The main techniques of diagnosing SVCS are with chest X-rays (CXR), CT scans, transbronchial needle aspiration at bronchoscopy and mediastinoscopy. CXRs often provide the ability to show mediastinal widening and may show the presenting primary cause of SVCS. However, 16% of people with SVC syndrome have a normal chest X-ray. CT scans should be contrast enhanced and be taken on the neck, chest, lower abdomen, and pelvis. They may also show the underlying cause and the extent to which the disease has progressed.

==Treatment==
Several methods of treatment are available, mainly consisting of careful drug therapy and surgery. Glucocorticoids (such as prednisone or methylprednisolone) decrease the inflammatory response to tumor invasion and edema surrounding the tumor. Glucocorticoids are most helpful if the tumor is steroid-responsive, such as lymphomas. In addition, diuretics (such as furosemide) are used to reduce venous return to the heart which relieves the increased pressure.

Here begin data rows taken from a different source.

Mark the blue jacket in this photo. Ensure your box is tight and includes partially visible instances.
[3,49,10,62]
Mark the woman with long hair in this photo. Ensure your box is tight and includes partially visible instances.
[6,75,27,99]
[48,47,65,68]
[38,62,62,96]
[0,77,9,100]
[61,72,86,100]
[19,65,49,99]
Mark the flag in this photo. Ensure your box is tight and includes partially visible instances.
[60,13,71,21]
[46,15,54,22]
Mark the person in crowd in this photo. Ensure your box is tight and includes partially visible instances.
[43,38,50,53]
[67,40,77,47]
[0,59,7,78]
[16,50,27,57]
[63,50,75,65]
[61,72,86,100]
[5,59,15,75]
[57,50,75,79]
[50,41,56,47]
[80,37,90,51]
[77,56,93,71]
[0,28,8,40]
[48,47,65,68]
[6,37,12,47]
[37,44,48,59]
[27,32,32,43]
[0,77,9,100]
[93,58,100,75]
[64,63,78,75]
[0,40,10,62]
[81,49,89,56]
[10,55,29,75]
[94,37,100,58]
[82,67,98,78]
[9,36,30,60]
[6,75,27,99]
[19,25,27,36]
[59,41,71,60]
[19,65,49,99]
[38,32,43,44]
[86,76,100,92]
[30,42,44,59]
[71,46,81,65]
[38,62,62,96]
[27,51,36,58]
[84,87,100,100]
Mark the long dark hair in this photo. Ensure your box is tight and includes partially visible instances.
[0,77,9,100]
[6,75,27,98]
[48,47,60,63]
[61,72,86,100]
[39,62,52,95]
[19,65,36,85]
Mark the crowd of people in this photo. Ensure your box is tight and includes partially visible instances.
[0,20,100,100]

In urgent cases, endovascular stenting is performed under conscious sedation, during which a metal expander is inserted to reopen the constricted superior vena cava by pushing the compressing tumor or thrombus aside and restoring blood flow; this typically brings patients rapid symptom relief within 24–72 hours, with clinical success rates exceeding 90%.

Should a patient require assistance with respiration whether it be by bag/valve/mask, bilevel positive airway pressure (BiPAP), continuous positive airway pressure (CPAP) or mechanical ventilation, extreme care should be taken. Increased airway pressure will tend to further compress an already compromised SVC and reduce venous return and in turn cardiac output and cerebral and coronary blood flow. Spontaneous respiration should be allowed during endotracheal intubation until sedation allows placement of an ET tube and reduced airway pressures should be employed when possible.

==Prognosis==
Symptoms are usually relieved with radiation therapy within one month of treatment. However, even with treatment, 99% of patients die within two and a half years. This relates to the cancerous causes of SVC found in 90% of cases. The average age of disease onset is 54 years.